Tal como o desejo erótico, o medo é uma daquelas emoções universais que se fragmenta em inúmeras idiossincrasias no ponto de chegada. Além de ser contextual, depende também muito da maneira como um elemento exterior interage com o nosso repositório pessoal de fobias e atavismos. Isto, pelo menos, em teoria. Na prática (a prática, para este efeito, é definida pelo somatório de explorações ficcionais do "medo" no pequeno e no grande ecrã), a coisa mais assustadora do mundo é aparentemente uma figura feminina magra, de cabelos compridos e desgrenhados, a cambalear aos solavancos na direcção da câmara. Pode parecer redutor, mas as provas acumuladas não enganam: desde que foi popularizada pelo filme Ring em 1998, esta aparição específica marca o ponto em filmes e séries ocidentais com tamanha regularidade que já se tornou uma presença familiar, tão reconfortante como um peluche de infância. É possível que seja a exportação japonesa mais bem-sucedida desde o Toyota Corolla e o circuito integrado.

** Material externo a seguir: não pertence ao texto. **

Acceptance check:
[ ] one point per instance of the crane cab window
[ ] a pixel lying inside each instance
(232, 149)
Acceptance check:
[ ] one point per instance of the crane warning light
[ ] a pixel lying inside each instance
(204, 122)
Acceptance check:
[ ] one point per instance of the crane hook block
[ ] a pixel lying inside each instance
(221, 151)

Na verdade, o fenómeno é apenas mais uma manifestação do que podemos chamar a Lei do Afunilamento de Convenções Genéricas: quanto maior a percepção de que um determinado tropo está exausto, e mais frequentes os esforços para o desconstruir ou reinventar, mais breve é o espaço de tempo até a sua utilização voltar a parecer boa ideia. Como subcategoria de "fantasma", a rapariga desgrenhada, com o cabelo a cobrir-lhe metade do rosto, ocupa actualmente um cargo indefinido entre primeiro e último recurso, a meio caminho entre paródia e maneirismo. E a categoria mais ampla a que pertence enfrenta problemas semelhantes.